A 911 call from the same Marshall hotel, now the Baymont Inn & Suites, brought responders to the scene within minutes, and that victim survived, Hunt said.

"It was just a few months ago," Hunt said. "There's no way to know (about Dunn's crime), but when he left her, she was alive."

Dunn said his wife died before he left, but Hunt countered that Dunn asked a police officer during his arrest if his wife was dead.

"That's the first thing he asked the police officer," Hunt said. "And the police officer said, 'Who's dead?' "

Of the crime itself, Dunn said he killed his estranged wife in a sudden rage that had built during a two-week span in which she announced their 10-year marriage was ending and he learned she was seeing someone romantically.

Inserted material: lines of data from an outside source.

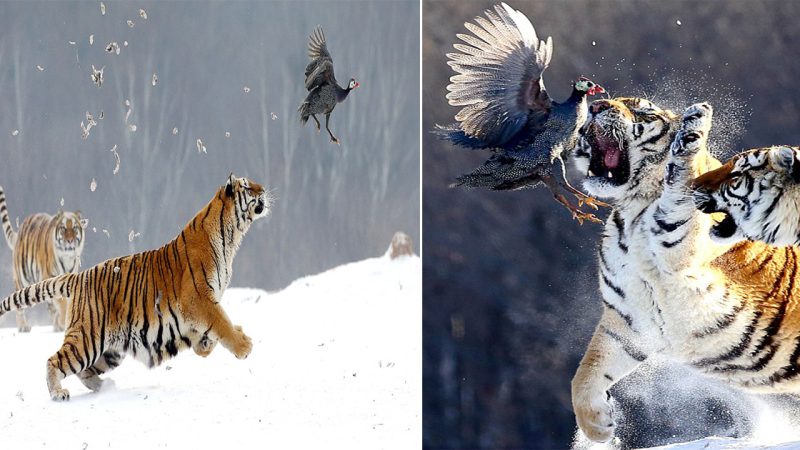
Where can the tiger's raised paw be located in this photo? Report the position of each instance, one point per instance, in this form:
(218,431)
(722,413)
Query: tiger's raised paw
(695,125)
(244,344)
(204,346)
(594,417)
(60,395)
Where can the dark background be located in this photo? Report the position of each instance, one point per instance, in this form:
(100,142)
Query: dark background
(334,204)
(510,294)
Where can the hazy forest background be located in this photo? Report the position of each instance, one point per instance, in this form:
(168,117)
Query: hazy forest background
(230,74)
(510,290)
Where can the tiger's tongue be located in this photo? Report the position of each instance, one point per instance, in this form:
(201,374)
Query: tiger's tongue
(611,158)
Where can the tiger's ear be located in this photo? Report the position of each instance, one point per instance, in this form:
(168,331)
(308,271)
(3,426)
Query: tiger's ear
(229,186)
(785,160)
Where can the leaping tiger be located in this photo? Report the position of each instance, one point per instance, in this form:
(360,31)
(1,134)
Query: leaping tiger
(156,303)
(44,247)
(727,309)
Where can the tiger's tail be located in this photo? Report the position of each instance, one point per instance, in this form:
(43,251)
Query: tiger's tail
(47,290)
(11,235)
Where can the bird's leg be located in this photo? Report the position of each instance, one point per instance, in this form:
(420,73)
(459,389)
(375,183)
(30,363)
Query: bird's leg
(556,187)
(582,198)
(333,138)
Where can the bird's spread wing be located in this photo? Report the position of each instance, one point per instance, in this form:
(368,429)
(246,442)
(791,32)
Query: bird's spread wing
(317,46)
(499,82)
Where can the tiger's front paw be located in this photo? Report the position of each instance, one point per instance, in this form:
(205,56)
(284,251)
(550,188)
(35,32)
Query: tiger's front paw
(243,344)
(594,416)
(204,346)
(59,395)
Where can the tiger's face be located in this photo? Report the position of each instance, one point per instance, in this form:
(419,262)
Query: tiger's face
(756,192)
(623,145)
(69,232)
(250,199)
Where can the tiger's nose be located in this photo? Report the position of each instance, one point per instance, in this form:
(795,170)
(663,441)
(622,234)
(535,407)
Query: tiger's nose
(599,106)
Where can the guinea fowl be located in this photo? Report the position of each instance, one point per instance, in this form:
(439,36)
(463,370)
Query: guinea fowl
(323,90)
(505,108)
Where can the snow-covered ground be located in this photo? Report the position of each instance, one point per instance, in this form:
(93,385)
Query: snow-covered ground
(336,363)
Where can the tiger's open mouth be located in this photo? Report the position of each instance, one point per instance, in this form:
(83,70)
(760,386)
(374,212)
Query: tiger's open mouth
(724,225)
(609,160)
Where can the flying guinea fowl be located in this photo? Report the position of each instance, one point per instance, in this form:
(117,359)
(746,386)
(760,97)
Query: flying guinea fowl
(323,90)
(505,108)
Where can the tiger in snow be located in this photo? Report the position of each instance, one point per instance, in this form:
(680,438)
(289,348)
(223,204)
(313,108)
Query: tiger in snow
(45,246)
(668,287)
(155,303)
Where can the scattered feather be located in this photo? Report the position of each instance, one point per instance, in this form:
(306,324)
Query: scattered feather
(97,75)
(116,158)
(112,47)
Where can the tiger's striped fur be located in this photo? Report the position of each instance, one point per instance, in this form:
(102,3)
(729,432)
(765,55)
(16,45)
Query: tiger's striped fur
(44,247)
(667,287)
(758,192)
(155,303)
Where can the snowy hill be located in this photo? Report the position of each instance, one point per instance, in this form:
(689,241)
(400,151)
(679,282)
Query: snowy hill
(335,364)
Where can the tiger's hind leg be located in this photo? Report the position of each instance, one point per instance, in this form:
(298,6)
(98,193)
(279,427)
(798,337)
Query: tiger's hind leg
(109,361)
(72,358)
(58,311)
(22,322)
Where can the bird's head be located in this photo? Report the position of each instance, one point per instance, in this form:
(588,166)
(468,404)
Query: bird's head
(588,86)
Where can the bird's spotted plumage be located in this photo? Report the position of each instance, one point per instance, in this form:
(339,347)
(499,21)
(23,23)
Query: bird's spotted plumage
(324,91)
(505,107)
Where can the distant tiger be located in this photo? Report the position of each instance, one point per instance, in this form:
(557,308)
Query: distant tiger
(45,246)
(759,193)
(155,303)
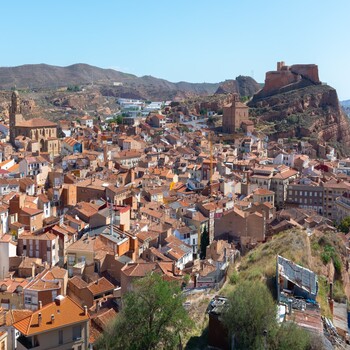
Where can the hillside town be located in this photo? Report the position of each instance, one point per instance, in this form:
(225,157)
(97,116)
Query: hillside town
(89,206)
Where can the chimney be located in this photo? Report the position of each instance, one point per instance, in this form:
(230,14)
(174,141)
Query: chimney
(59,299)
(331,305)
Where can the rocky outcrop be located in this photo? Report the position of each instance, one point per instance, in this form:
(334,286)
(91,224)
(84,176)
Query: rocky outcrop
(244,86)
(311,112)
(288,78)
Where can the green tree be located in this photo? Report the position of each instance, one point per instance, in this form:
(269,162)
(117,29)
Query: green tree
(344,225)
(251,312)
(289,336)
(152,317)
(251,318)
(204,243)
(119,119)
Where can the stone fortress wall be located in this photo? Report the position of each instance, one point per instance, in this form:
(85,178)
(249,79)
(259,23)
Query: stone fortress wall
(290,75)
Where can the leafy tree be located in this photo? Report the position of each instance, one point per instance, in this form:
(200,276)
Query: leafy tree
(119,119)
(251,312)
(288,336)
(153,317)
(344,225)
(251,318)
(204,242)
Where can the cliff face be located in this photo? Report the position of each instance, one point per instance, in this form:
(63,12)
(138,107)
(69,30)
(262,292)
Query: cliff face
(311,112)
(244,86)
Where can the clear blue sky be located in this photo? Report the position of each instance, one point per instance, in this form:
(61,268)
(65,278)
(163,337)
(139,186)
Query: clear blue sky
(181,40)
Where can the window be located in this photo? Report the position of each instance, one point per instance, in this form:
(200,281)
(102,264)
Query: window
(71,259)
(60,337)
(77,332)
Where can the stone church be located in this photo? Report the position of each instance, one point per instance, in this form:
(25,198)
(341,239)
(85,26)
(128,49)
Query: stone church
(235,113)
(41,133)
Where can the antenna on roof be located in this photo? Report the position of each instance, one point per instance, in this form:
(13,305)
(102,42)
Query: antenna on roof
(111,212)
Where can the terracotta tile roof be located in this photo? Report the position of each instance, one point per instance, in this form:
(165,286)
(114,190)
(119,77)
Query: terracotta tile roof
(286,174)
(37,123)
(31,211)
(263,191)
(147,236)
(100,286)
(138,269)
(46,236)
(12,285)
(66,313)
(14,316)
(78,282)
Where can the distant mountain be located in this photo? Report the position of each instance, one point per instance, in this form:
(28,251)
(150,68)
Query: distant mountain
(43,76)
(244,86)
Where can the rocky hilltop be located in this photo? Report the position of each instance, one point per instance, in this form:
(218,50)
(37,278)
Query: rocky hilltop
(295,104)
(242,85)
(114,83)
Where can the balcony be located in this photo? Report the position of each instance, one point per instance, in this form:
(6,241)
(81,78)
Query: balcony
(26,343)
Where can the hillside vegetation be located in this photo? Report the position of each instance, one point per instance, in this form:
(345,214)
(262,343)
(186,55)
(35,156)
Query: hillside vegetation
(323,253)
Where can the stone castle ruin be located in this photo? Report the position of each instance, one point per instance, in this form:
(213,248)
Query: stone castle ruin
(287,78)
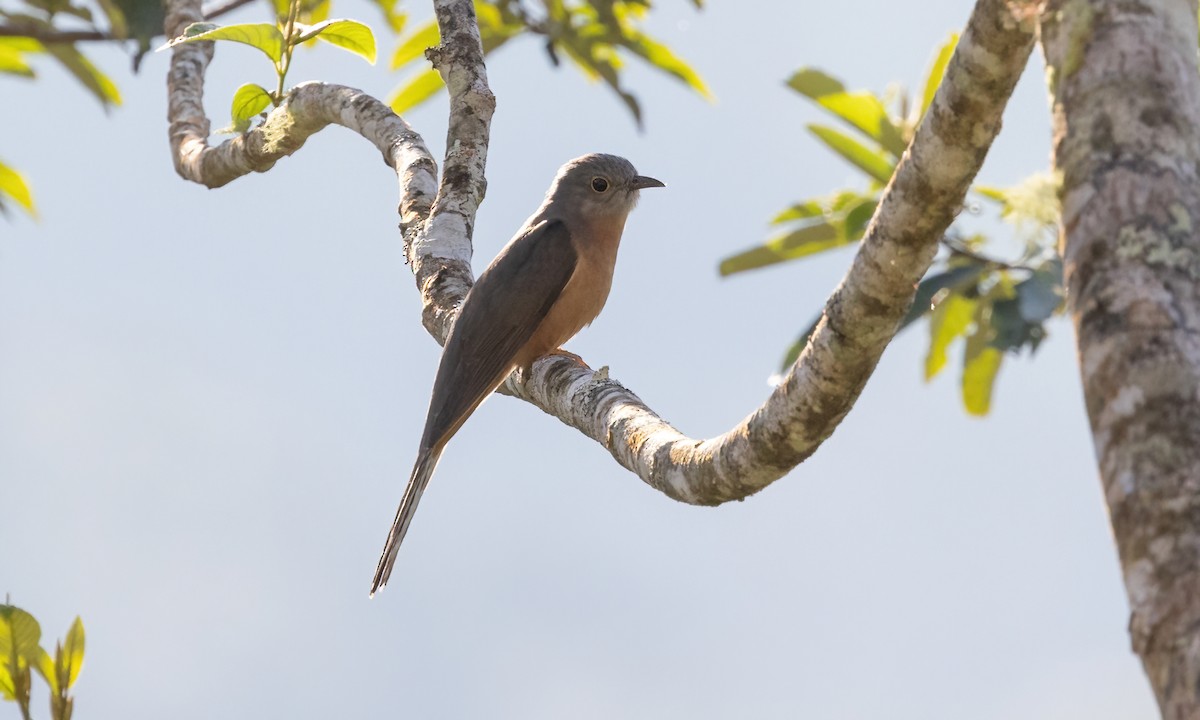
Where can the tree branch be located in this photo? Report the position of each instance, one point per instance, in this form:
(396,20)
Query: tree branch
(47,35)
(441,255)
(861,317)
(307,108)
(1127,139)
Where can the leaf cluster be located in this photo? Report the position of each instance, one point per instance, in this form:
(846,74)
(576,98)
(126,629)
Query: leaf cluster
(595,36)
(21,652)
(989,305)
(279,41)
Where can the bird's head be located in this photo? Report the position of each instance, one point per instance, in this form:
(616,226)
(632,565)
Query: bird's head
(599,185)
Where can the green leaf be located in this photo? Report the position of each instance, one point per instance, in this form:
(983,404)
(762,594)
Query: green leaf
(12,185)
(1038,297)
(814,83)
(249,101)
(871,162)
(991,193)
(799,243)
(46,669)
(391,13)
(862,111)
(12,61)
(264,36)
(661,57)
(87,73)
(19,635)
(71,658)
(799,211)
(927,292)
(979,369)
(426,36)
(937,70)
(949,319)
(7,687)
(348,35)
(415,91)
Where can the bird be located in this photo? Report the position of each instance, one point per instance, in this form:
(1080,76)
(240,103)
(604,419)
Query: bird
(546,285)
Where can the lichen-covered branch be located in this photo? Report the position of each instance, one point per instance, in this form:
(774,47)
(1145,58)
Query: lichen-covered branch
(1127,141)
(307,108)
(861,317)
(441,255)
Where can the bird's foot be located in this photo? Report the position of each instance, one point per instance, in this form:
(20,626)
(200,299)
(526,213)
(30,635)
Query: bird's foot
(569,355)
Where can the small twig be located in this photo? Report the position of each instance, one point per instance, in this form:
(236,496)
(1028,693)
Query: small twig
(220,9)
(963,250)
(52,36)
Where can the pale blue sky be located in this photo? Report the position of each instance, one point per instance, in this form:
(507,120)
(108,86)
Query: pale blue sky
(210,400)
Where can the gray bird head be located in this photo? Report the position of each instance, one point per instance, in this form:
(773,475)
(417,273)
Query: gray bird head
(598,185)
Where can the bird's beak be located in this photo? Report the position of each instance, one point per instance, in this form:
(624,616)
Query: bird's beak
(642,183)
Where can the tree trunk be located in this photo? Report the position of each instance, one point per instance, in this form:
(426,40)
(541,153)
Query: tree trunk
(1126,96)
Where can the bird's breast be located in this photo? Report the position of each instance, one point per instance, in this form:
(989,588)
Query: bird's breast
(581,300)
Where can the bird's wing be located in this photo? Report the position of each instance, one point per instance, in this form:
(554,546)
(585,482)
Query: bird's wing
(497,318)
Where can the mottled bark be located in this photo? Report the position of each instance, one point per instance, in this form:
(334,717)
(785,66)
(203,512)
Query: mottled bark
(1127,141)
(861,317)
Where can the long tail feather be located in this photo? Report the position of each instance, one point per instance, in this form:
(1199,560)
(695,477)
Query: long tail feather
(421,473)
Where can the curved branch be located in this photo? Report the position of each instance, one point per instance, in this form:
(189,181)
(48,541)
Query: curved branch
(861,317)
(441,255)
(307,108)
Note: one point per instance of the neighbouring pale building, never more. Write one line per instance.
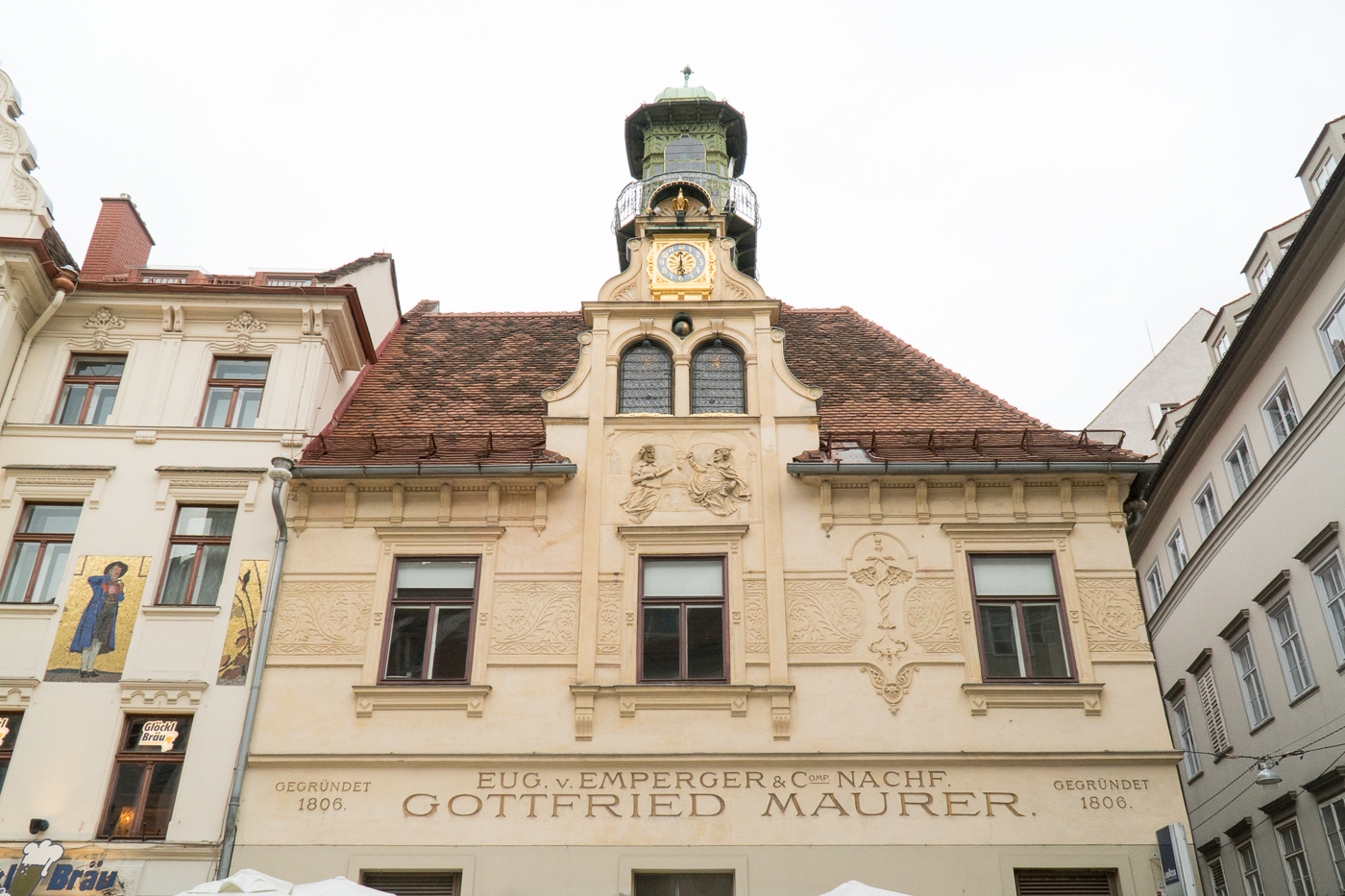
(141, 410)
(693, 593)
(1240, 559)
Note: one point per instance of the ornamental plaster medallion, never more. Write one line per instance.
(535, 618)
(323, 618)
(1112, 615)
(823, 617)
(104, 322)
(716, 485)
(245, 326)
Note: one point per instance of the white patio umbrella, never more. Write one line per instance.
(244, 882)
(856, 888)
(336, 886)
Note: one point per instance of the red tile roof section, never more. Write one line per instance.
(468, 386)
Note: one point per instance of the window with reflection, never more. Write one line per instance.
(1022, 624)
(717, 381)
(232, 395)
(39, 553)
(682, 620)
(646, 381)
(144, 781)
(198, 552)
(429, 631)
(89, 390)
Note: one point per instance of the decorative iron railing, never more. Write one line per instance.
(729, 195)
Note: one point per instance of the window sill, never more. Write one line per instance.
(631, 698)
(29, 611)
(1260, 724)
(181, 611)
(370, 698)
(986, 695)
(1304, 695)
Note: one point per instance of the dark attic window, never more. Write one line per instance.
(646, 376)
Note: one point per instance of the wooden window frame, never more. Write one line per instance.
(201, 543)
(429, 642)
(221, 382)
(42, 539)
(1022, 630)
(87, 381)
(743, 375)
(150, 761)
(621, 378)
(682, 603)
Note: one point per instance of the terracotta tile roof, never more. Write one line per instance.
(466, 388)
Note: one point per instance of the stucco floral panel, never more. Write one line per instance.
(535, 618)
(823, 617)
(1113, 617)
(932, 615)
(323, 619)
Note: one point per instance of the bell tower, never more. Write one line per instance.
(686, 151)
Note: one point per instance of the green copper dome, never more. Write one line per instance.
(683, 93)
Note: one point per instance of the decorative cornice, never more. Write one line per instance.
(1086, 695)
(370, 698)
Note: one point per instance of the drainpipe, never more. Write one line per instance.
(63, 287)
(279, 472)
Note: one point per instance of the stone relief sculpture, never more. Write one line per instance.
(716, 485)
(648, 480)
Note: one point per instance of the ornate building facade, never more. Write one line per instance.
(140, 413)
(693, 593)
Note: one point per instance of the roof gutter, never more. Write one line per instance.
(968, 469)
(382, 472)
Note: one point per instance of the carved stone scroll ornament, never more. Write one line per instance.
(535, 618)
(648, 483)
(322, 618)
(823, 617)
(1113, 617)
(894, 690)
(104, 322)
(932, 617)
(716, 485)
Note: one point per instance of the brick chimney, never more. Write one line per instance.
(120, 241)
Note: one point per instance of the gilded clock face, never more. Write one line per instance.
(681, 262)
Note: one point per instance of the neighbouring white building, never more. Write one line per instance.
(1240, 560)
(140, 415)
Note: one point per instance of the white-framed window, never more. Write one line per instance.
(1329, 579)
(1293, 654)
(1324, 174)
(1250, 869)
(1154, 581)
(1213, 711)
(1263, 275)
(1216, 878)
(1177, 552)
(1240, 466)
(1281, 413)
(1248, 675)
(1333, 335)
(1333, 819)
(1295, 860)
(1207, 510)
(1186, 739)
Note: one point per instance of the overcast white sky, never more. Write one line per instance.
(1015, 188)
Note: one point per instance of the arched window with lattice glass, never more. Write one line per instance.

She had agreed to bring their three children to see him and told him to get a motel room for the visit.

Once at the Marshall motel, the couple put the children on the bed to watch TV and went into the bathroom to smoke cigarettes and talk.

"Right then, it popped into my head — 'Don't argue with her. Don't tell her how much you love her.' — I should have walked away," he recalled. "I started to cry. I said, 'Please. Don't throw away 10 years of marriage.' Sometime in that time frame, between the crying and the arguing, I pulled out my knife."

He said the blade had been a Christmas present from his wife.

RELATED: Dunn sent a letter to Longview News-Journal reporter Glenn Evans before the interview.

Dunn's story jumped immediately to his memory of straddling his dying wife on the floor. One of their daughters was trying to force open the door, blocked by his shoulder.

"And a hotel lady said, 'I called the cops,' " he said, making an inch-and-a-half space with his thumb and forefinger. "The kids were still in the other room. None of the kids never saw anything. The door opened, maybe that much."

Dunn said he fled with the middle child, driving a wide circuit into Louisiana and turning back. During the drive, he texted family and others, confessing his crime — "I just killed my wife, man."

His 7-year-old daughter tried to comfort her father.

"She said, 'Don't cry, Daddy.' I patted her on the head and just told her I'm sorry," he said. "I told her I loved her."

He also offered advice he wished he'd followed during those two weeks when his emotions were building toward his crime.

"Wait. Let things die down," he said, describing his life before his crime as full of aspirations. "It's embarrassing. That was my 15 minutes of fame. It's now 15 minutes of shame."

The American Hotel and Lodging Association and similar national industry groups gave their endorsements to the Texas law.

And in January 2015, Federal Communications Commissioner Ajit Pai announced in Marshall that all hotels owned or managed by Carlson, Hyatt, InterContinental, LaQuinta Marriott, Motel 6, Starwood and Wyndham now have direct 911 dialing.